I bought a nearly 3-lb roast a week or 2 ago. It sat in the bottom of the fridge for a day or 2, then went into the freezer before it’s sell-by date. There it’s been, until a couple days ago when I put it in the fridge to thaw.
It’s brown. There’s a lot of blood in this package, so there’s a blood smell, but nothing sour or ammonia-like. The blood is also brown. The roast is brown about a half-inch all the way around, and is the traditional, “boy that looks good” red inside. No odd texture or feel to the outside. It feels as firm as the inside, and is not slimy.
I know it is difficult to tell from a description, but the brown-ness is disconcerting to me, though there’s nothing else about it that makes me think it’s bad. I’ve cut it into pieces and I’m going to throw it into a crock-pot. Thought I’d put it on high for a few hours until it’s fully boiling hot, then turn it down to low.
Thanks folks. Everything seemed OK except the color was darker than I’m used to. I threw it in the slow-cooker. Might as well cook it now, rather than give it more time to possibly go ‘off’.
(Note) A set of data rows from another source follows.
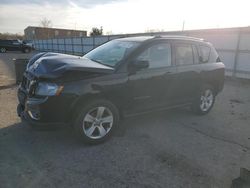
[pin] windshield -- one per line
(111, 53)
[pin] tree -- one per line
(96, 31)
(46, 23)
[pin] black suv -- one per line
(14, 45)
(122, 77)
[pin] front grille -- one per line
(28, 85)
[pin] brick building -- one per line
(35, 33)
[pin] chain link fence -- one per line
(233, 46)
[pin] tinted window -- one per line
(111, 53)
(158, 55)
(214, 57)
(196, 55)
(184, 54)
(205, 53)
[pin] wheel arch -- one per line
(86, 99)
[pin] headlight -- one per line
(48, 89)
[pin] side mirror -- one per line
(140, 64)
(200, 59)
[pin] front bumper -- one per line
(46, 110)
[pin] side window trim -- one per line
(157, 43)
(174, 50)
(202, 55)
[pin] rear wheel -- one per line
(96, 121)
(205, 101)
(2, 50)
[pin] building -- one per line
(36, 33)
Sounds fine to me. Sometimes I intentionally “age” my beef roasts or steaks a bit longer, though I usually coat them in salt and loosely wrap in paper towelling.
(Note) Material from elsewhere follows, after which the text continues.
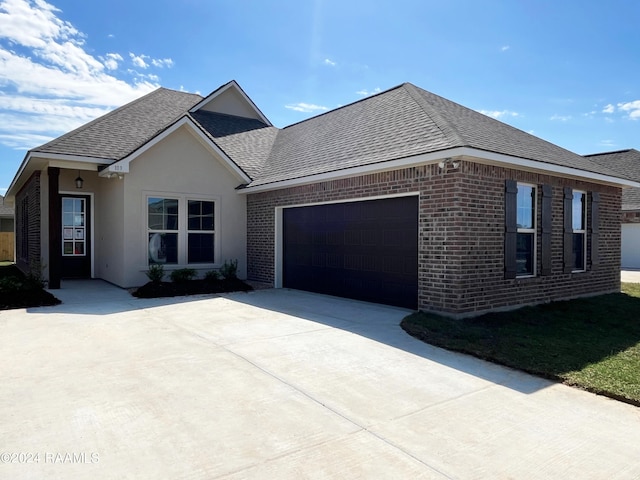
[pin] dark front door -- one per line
(365, 250)
(76, 240)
(As an aside, I hate when I’ve forgotten something I’m thawing. Had to pitch some pork chops yesterday because they got buried in the fridge. They most certainly did not smell fine )
It would be. It’s not unknown to hang beef for much longer than you’ve kept yours in the fridge or freezer, nor was it unusual, in living memory, to keep meat in a “meat safe” in the coolest place in the house, before there were fridges or freezers. A day or two beyond the sell-by date is nothing - that’s just a CYA device on the supermarket’s part.
In the grocery store I work at, we used to cryo-vac all our meat. Since this sucked all the oxygen out (which is a good thing), it would make the meat look brown. Apparently this was unappealing to our customers as the meat didn’t have that red look to it that oxidizing meat does so they went to just plastic wrapping the meat. If I get some meat done there, I ask them to cryo-vac it.
This says both oxygen and CO can cause the red color, and that CO keeps it red for ages, but doesn’t say why it turns brown over time with just oxygen.